Aquella noche escribió a Belle que Horace estaría en casa el día veinticuatro. Telefoneó a su hermano y le pidió la dirección de su mujer.
—¿Para qué? —preguntó Horace.
—Voy a escribirle una carta —dijo ella con voz tranquila, nada amenazadora. Maldita sea, pensó Horace, con el teléfono en la mano después de cortarse la comunicación. Cómo es posible luchar con personas que ni siquiera emplean subterfugios. Pero en seguida lo olvidó, se olvidó de que ella había telefoneado. No volvió a ver a su hermana hasta el comienzo del juicio.
Dos días antes de que se abriera la sesión, Snopes salió de la consulta del dentista y se quedó parado en la acera, escupiendo. Sacó del bolsillo un cigarro con envoltura dorada, se la quitó y se colocó el puro entre los dientes con muchas precauciones. Tenía un ojo morado y el puente de la nariz tapado con un esparadrapo sucio.
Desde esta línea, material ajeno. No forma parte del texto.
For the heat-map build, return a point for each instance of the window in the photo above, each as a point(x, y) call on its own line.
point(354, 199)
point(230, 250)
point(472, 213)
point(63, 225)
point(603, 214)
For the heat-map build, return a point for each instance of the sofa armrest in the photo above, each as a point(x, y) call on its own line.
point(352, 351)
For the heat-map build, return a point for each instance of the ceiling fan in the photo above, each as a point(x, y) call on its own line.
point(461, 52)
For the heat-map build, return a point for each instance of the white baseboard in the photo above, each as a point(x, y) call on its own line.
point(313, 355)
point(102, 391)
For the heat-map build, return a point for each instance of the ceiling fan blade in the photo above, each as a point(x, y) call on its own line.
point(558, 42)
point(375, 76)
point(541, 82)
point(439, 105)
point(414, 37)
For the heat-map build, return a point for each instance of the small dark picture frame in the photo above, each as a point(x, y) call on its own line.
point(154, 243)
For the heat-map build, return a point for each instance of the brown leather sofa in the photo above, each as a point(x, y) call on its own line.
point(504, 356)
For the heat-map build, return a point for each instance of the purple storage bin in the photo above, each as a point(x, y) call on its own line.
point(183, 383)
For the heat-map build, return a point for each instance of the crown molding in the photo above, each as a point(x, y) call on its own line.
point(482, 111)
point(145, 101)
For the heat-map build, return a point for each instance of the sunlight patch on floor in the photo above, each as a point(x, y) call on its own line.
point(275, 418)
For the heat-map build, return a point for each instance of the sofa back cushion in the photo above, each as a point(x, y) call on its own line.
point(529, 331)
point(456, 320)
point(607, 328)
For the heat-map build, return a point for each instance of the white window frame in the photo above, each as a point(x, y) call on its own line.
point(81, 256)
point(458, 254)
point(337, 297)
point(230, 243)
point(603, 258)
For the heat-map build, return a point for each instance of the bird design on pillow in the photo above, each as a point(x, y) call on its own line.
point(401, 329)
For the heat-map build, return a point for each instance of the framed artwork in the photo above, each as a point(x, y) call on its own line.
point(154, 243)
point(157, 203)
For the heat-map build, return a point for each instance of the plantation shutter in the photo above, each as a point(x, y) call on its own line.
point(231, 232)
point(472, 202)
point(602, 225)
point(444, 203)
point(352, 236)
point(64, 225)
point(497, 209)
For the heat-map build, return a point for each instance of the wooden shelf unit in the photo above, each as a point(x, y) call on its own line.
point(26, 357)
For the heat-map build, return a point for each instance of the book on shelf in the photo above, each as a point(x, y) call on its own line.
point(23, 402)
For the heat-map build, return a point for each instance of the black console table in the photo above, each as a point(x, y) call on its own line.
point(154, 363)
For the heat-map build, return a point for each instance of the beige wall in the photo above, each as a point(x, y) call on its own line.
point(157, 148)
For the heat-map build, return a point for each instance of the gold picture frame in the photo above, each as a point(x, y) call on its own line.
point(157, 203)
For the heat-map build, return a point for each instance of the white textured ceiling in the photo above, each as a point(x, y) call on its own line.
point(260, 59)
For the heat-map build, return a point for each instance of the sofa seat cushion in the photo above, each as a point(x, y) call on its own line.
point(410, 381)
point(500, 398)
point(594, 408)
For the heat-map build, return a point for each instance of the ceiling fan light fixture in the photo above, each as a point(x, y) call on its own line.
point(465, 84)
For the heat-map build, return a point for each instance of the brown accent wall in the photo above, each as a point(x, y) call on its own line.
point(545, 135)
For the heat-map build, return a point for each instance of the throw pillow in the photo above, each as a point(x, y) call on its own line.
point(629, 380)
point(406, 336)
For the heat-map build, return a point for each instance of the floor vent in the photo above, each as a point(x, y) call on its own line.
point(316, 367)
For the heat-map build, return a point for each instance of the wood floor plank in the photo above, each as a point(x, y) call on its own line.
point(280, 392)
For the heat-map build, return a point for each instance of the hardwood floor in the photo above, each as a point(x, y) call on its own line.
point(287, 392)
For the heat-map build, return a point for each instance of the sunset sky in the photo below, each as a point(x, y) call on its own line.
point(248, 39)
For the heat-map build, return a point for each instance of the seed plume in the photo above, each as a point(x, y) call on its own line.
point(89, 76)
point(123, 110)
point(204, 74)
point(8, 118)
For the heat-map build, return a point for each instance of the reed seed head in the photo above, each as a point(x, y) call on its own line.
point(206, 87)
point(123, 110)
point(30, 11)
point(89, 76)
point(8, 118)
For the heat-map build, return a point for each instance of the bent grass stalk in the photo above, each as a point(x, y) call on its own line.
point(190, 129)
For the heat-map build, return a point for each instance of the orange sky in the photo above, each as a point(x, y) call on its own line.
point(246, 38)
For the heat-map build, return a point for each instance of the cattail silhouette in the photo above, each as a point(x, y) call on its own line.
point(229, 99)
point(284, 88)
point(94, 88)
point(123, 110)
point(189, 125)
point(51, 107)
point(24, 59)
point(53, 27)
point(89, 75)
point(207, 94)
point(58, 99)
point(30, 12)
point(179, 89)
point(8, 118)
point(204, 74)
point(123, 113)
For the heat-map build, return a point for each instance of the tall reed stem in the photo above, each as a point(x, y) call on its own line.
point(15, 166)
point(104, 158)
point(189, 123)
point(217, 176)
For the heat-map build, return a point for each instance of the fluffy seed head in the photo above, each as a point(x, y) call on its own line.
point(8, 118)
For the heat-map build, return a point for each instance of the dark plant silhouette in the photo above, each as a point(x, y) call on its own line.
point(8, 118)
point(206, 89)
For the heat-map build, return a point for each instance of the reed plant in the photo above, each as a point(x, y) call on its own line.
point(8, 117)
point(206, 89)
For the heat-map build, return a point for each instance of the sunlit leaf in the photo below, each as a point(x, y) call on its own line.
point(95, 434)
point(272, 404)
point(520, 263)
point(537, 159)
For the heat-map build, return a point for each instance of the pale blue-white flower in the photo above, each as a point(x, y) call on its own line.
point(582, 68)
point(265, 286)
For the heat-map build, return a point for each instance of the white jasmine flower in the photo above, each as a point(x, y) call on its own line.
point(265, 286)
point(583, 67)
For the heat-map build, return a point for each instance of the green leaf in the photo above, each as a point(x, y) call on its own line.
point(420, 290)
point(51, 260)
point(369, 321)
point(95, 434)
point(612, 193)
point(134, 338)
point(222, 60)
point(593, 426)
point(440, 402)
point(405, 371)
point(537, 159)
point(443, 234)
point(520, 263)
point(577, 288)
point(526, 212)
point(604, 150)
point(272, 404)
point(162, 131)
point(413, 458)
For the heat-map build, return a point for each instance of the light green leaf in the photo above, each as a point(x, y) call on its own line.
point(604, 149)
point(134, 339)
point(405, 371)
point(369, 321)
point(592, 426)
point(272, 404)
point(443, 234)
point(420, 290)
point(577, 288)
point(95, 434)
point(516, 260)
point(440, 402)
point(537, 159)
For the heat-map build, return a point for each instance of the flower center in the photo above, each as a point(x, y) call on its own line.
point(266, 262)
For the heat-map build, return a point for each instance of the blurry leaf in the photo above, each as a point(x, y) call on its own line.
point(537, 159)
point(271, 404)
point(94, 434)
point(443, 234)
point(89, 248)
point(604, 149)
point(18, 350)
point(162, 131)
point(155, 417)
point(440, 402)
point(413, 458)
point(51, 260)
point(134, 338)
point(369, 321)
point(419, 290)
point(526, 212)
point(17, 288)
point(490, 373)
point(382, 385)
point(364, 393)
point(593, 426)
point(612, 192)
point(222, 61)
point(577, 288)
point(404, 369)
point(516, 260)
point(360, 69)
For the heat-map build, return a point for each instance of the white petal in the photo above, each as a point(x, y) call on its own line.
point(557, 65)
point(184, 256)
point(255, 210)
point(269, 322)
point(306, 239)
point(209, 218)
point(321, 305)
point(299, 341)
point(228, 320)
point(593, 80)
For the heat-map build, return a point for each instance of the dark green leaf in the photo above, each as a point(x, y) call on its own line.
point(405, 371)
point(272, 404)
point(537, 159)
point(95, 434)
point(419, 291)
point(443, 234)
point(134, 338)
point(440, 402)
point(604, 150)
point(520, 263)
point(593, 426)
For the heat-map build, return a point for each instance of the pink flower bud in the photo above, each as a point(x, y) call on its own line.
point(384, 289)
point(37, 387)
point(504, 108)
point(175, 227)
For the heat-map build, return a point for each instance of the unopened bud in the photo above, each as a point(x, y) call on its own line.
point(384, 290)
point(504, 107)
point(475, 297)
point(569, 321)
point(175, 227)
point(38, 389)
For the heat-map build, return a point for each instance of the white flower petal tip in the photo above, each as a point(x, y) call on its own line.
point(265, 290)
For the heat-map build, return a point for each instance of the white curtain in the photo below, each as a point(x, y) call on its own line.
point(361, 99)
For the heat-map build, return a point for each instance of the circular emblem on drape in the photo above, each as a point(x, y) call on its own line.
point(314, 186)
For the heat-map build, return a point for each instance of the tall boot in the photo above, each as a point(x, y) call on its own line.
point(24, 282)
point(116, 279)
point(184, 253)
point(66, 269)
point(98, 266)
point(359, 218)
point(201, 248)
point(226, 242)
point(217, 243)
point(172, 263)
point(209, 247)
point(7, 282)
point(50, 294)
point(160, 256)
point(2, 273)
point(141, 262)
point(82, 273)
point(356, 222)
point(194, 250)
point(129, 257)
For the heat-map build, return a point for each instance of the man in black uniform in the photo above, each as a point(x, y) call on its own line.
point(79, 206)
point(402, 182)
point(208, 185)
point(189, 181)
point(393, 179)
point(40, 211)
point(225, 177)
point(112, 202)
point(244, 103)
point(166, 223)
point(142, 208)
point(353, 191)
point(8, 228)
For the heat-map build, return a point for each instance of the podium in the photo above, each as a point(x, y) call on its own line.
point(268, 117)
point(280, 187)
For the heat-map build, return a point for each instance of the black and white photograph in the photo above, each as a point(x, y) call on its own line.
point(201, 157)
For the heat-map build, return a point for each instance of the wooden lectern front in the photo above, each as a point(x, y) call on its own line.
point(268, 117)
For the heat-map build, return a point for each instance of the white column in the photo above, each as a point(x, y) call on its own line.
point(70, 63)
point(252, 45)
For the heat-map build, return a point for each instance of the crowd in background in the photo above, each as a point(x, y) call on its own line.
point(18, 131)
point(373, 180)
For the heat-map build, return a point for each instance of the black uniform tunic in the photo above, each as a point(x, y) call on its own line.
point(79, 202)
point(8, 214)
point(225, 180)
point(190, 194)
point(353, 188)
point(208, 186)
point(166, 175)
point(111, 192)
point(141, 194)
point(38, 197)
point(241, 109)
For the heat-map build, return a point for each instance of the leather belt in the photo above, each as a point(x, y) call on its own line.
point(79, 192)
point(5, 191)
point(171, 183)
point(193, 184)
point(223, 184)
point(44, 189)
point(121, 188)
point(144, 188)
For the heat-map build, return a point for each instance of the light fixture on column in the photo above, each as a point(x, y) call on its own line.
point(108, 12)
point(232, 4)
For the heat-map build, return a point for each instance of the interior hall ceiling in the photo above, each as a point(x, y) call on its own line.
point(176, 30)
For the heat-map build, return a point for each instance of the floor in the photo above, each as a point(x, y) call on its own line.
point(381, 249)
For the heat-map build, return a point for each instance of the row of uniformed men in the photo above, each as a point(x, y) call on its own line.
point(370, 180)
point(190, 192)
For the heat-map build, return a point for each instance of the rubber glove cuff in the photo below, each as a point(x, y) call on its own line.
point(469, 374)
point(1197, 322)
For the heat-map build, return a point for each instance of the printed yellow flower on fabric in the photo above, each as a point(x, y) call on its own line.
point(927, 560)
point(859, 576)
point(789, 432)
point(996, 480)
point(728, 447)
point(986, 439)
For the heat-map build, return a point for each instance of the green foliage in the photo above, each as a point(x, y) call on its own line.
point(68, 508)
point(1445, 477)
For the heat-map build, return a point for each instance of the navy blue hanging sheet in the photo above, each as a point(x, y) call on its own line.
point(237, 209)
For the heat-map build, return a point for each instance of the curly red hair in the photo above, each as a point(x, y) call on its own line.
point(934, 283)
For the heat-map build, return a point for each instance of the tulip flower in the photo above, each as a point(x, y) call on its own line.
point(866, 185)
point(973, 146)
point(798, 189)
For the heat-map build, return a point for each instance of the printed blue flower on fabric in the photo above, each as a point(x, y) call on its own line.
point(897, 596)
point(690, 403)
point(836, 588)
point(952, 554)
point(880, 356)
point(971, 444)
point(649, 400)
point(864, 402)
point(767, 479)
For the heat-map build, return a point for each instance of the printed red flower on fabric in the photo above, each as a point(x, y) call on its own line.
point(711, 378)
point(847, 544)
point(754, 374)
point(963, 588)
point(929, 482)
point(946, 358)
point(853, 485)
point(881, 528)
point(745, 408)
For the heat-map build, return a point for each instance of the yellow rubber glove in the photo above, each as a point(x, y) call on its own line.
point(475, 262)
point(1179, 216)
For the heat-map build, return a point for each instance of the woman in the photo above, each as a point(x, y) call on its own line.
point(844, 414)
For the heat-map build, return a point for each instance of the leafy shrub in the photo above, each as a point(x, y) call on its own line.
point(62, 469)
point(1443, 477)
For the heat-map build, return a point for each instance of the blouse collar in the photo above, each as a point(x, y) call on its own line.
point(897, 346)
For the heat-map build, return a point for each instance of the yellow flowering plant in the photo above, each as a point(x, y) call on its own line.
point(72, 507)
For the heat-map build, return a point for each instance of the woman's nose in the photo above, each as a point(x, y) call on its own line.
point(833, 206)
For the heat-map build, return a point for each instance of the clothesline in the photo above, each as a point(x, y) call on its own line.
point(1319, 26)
—Me atropello un coche en Jackson —contó en la barbería—. Pero no crean que no le hice pagar a ese desgraciado —dijo, mostrando un fajo de billetes amarillos. Los metió en una cartera y se los guardó—. Soy americano —dijo—. No presumo de ello porque nací americano. Y también he sido un buen baptista toda mi vida. Claro que no soy un predicador ni una solterona; he echado una cana al aire de vez en cuando, pero no creo ser peor que mucha gente que finge cantar en la iglesia con voz tonante. Pero la cosa más rastrera y más baja que hay en este país no es un negro sino un judío. Nos hacen falta leyes contra ellos. Leyes drásticas. Cuando un judío rastrero y miserable puede venir a un país libre como este sólo porque es licenciado en derecho, es hora de poner un límite a las cosas. Un judío es la cosa más baja de la creación. Y la especie más baja de judío es un abogado judío. Cuando un abogado judío puede detener a un americano, a un hombre blanco, y no darle más que diez dólares por algo que otros dos americanos, verdaderos americanos, caballeros del Sur; un juez que vive en la capital del Estado de Mississippi y un abogado que algún día será un hombre tan importante como su padre y juez por añadidura; cuando esas personas le han dado diez veces más que el judío por la misma cosa, es evidente que necesitamos una ley. He gastado como el que más toda mi vida; todo lo que he tenido ha estado siempre a disposición de mis amigos. Pero cuando un judío rastrero y apestoso se niega a pagar a un americano la décima parte de lo que otro americano, y juez además…
—¿Por qué se lo vendió, entonces? —preguntó el barbero.
—¿El qué? —dijo Snopes. El barbero se le había quedado mirando.
—¿Qué estaba tratando de venderle a ese coche cuando lo atropello?—preguntó el barbero.
—Tenga, fúmese este puro —dijo Snopes.